C= Christine by Stephen King

For C I have selected the book which left scariest impact on me. Christine is the book I read two years ago. Till then, I had heard a lot about Stephen King, but never actually read him. Honestly speaking, I only knew that he’s a good writer; I wasn’t even aware about the genre he wrote in. I found this book lying in the corner of a library and decided to give it a try just because it was Stephen King’s book, without even reading a blurb.

Christine is a story of Arnie who falls in love with a car. It’s the story of the possession by car. The first page of the book intrigued me. I first thought that Dennis, Arnie’s friend from whose POV the book is told,  was talking about a female, but then the next few pages brought me to Christine, the car. I read first few pages expecting a cute car make-over story, but not the horror of Christine. By the time I realized that the cute car is actually a monster car, I was absorbed into the story.

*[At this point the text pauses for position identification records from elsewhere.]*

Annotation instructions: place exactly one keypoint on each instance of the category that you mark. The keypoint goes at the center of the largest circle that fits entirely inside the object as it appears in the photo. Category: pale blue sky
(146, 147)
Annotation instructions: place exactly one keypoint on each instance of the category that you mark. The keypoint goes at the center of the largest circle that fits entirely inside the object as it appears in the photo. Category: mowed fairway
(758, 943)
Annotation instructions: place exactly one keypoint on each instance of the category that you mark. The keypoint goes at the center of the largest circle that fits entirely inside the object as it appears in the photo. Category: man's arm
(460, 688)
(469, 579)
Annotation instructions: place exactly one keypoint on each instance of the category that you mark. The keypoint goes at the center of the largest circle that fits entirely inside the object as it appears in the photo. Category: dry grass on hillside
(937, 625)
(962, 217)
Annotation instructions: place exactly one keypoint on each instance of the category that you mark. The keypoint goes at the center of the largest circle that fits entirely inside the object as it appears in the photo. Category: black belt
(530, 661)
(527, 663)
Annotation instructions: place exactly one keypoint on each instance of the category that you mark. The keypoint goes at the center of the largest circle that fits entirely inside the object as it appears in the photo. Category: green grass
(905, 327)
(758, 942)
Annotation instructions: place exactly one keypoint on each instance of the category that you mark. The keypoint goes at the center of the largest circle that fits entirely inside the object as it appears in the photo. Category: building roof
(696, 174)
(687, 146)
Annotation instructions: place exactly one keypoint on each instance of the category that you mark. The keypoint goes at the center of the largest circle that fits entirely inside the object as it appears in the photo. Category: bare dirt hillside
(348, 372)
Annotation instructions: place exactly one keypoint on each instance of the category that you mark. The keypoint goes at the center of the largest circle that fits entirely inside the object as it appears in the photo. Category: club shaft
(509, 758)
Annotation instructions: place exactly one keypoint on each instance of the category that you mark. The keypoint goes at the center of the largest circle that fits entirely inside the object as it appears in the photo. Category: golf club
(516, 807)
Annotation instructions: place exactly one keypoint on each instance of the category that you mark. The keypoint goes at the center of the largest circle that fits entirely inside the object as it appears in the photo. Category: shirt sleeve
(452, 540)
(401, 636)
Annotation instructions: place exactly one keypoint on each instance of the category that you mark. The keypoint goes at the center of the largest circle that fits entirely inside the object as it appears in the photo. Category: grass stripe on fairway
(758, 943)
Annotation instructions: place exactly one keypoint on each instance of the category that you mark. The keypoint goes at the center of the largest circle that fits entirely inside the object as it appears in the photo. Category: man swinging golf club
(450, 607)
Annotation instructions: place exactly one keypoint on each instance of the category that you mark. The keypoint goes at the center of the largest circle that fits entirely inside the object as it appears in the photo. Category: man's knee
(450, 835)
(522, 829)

I am not a person made for horror. Horror really horrifies me, gives me nightmares, leaves me in cold sweat, and this book was the same. I couldn’t sleep for one week because I was afraid of the sound of the pigeons in my balcony (Those pigeons have been there forever!). I couldn’t close my eyes because Christine haunted my dreams, and I couldn’t open my eyes because I was afraid that I’d see something which I should not see. Weird logic, I know, but then psychology is a weird thing.

I was like an image captured in the mirror, the only difference being my prison was the book. I hated being afraid, but I had to finish the book for peace of my mind. So for one week I did nothing else. I slept with my radio blaring so that the external noise couldn’t remind me of the engine of Christine. I talked to people till wee hours of morning for the fear of Christine. Every number in my contact list was used; a few were overused. I didn’t tell them why I was calling, but just their voice on the other end helped me grip the reality.

After I finished it, I Googled about it and realized it was one of the worst novel by Stephen King. I–I really don’t know if it was bad or good, but I know that its trance is not yet broken. I still dream of it sometimes. I have five other books of Stephen King in my almirah, but I don’t have courage to touch them. Maybe someday, I’ll be able to read him again.

I know that my fear is irrational; I also understand that reading it again might free me from the horror of the book but even if somebody offer me a million dollar to read Christine again, my answer will be a firm no.  In the beginning I told you that I want to share the books which influenced me or scarred me. This was the book which scarred me. Thank the goodness that it didn’t make me fear my own car.


12 Comments (+add yours?)

  1. aditisaha26
    Apr 03, 2014 @ 20:46:40

    Ahh, King, the one author I hate without reading. I liked Cujo, I just cannot get into his writing style. Am more inclined towards the invisible poweress of the supernatural. like Poe, or Lovercraft or even Machen


    • parichitasingh
      Apr 03, 2014 @ 20:54:06

      There’s a very thin line between love and hate. Read him and then hate him. 😛

      Like I do, although I don’t have anything against him, just the horror is too much for me to digest.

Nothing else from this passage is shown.